Já estamos habituados, ao Algarve nunca ofereceram nada, tivemos sempre o bom gosto de conquistar tudo.
A história começa em 1249, quando D. Afonso III decidiu que esta ponta sul também dava jeito ao mapa.
E foi aí que ficou traçado o nosso destino, o de região decorativa, útil quando convém e esquecida quando não faz falta.
Afinal, o próprio rei fez questão de distinguir, “Rei de Portugal e dos Algarves“, como quem diz, isto é tudo meu, mas aquilo ali é… outra coisa.
Durante algum tempo, fomos também uma escolha curiosa para resolver problemas do resto do país, havia ladrões, criminosos, gente incómoda e de má rês?
Mandem-nos para o Algarve, servimos como uma espécie de política de reciclagem humana.
O poder central, fosse de coroa ou de gravata republicana, manteve sempre uma coerência admirável, lembrar-se do Algarve sobretudo quando era preciso, ou quando dava jeito fingir que se lembrava.
Até que alguém teve uma epifania revolucionária, e se o sol… e a praia… servissem para alguma coisa além de dar fisionomia de mourama ?
De repente, aquelas gentes trigueiras, com um leve perfume a herança mourisca, deixaram de ser um pormenor exótico e passaram a ser um ativo estratégico.
O Algarve, imagine-se, afinal era útil.
Mas afinal, para onde nos leva este pó das obras prometidas e o silêncio espesso das gavetas ministeriais?
O Algarve espera, como sempre, e, no entretanto, vai desesperando com alguma dignidade.
O novo Hospital Central do Algarve ?
Está previsto o início para 2028.
Se não houver derrapagens, o que seria um momento verdadeiramente revolucionário na história da obra pública nacional, talvez em 2031 veja a luz do dia.

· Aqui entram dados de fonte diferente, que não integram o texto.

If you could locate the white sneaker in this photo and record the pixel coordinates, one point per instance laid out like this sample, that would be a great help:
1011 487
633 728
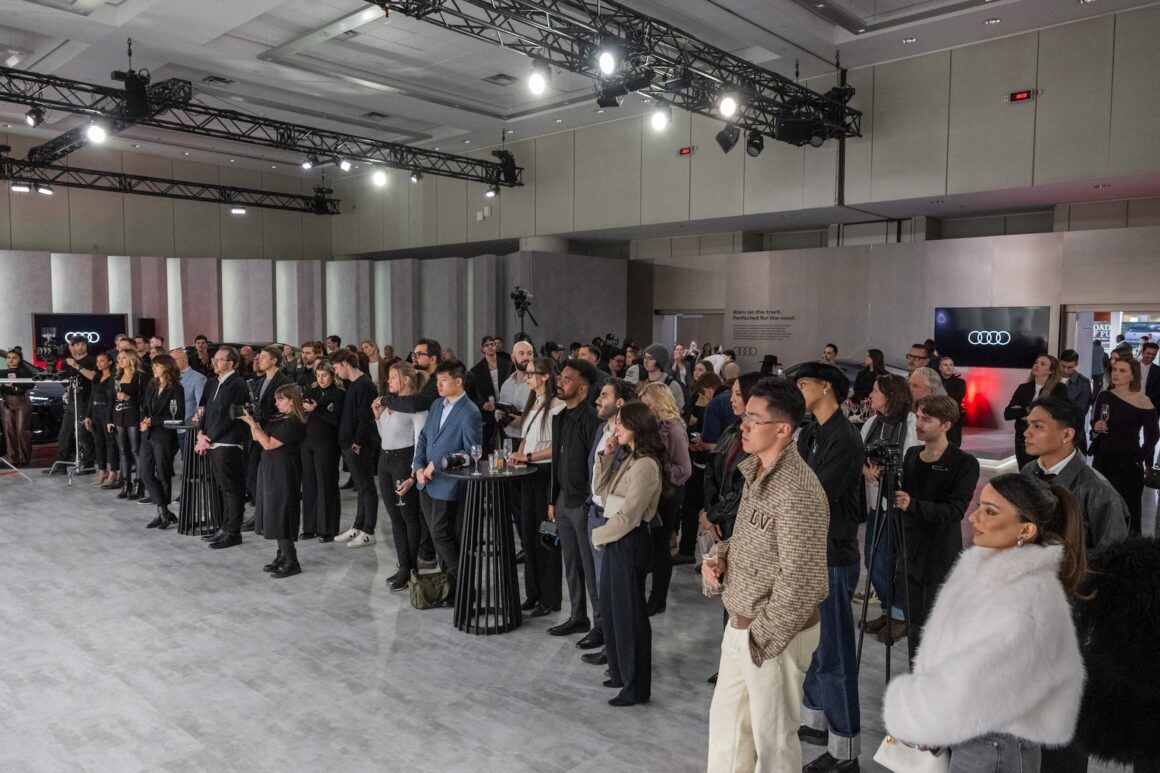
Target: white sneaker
362 540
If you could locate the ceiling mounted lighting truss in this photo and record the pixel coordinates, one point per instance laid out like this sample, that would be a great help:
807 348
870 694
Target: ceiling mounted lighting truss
66 95
686 72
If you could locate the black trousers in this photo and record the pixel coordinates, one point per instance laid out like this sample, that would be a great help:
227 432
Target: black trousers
129 441
320 503
1126 477
156 464
362 475
406 521
668 511
229 464
628 635
542 566
441 517
690 511
67 436
104 447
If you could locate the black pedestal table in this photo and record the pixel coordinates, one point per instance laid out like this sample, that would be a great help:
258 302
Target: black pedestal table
487 589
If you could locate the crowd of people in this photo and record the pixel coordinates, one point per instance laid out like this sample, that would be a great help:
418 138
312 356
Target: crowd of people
645 459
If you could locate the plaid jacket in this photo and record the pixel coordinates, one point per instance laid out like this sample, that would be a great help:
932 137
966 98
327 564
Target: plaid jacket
775 562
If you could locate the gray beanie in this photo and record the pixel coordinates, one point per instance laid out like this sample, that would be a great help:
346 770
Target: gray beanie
660 354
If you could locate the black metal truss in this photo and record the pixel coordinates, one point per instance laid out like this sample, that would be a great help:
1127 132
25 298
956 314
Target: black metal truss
666 62
23 171
98 101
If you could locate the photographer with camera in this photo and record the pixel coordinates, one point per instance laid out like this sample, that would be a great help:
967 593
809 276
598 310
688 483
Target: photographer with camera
937 485
833 449
222 436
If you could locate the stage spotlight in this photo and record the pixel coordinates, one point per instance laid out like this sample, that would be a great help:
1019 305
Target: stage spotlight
538 77
661 115
727 106
727 137
754 143
96 134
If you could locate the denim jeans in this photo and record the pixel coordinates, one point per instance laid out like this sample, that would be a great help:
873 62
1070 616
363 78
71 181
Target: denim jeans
994 753
831 690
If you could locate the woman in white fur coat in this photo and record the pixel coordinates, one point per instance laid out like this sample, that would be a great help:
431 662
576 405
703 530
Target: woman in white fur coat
999 672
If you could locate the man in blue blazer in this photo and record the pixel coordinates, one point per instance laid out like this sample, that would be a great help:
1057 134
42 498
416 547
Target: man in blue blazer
454 425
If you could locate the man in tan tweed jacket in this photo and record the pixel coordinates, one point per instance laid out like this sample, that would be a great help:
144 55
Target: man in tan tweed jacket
771 576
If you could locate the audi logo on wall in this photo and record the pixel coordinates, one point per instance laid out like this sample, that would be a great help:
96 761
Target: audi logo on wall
988 338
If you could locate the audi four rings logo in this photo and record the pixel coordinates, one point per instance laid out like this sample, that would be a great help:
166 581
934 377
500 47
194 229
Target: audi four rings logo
988 338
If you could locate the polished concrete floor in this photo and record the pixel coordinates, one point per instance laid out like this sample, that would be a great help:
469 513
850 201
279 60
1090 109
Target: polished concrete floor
124 649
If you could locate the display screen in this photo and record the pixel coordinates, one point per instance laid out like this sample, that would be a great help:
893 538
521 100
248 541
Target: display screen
95 329
993 337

Convém lembrar que já se fala nele desde 2006.
A esta altura, o pó das gavetas onde o projeto repousa já não é pó, é património arqueológico.
E a Barragem da Foupana?
Prometida desde 2007, pensada desde 1991, inscrita em planos e revisões que dariam para encher prateleiras inteiras.
Diz-nos o poder central, com aquele paternalismo sereno, que é um projeto estratégico de longo prazo.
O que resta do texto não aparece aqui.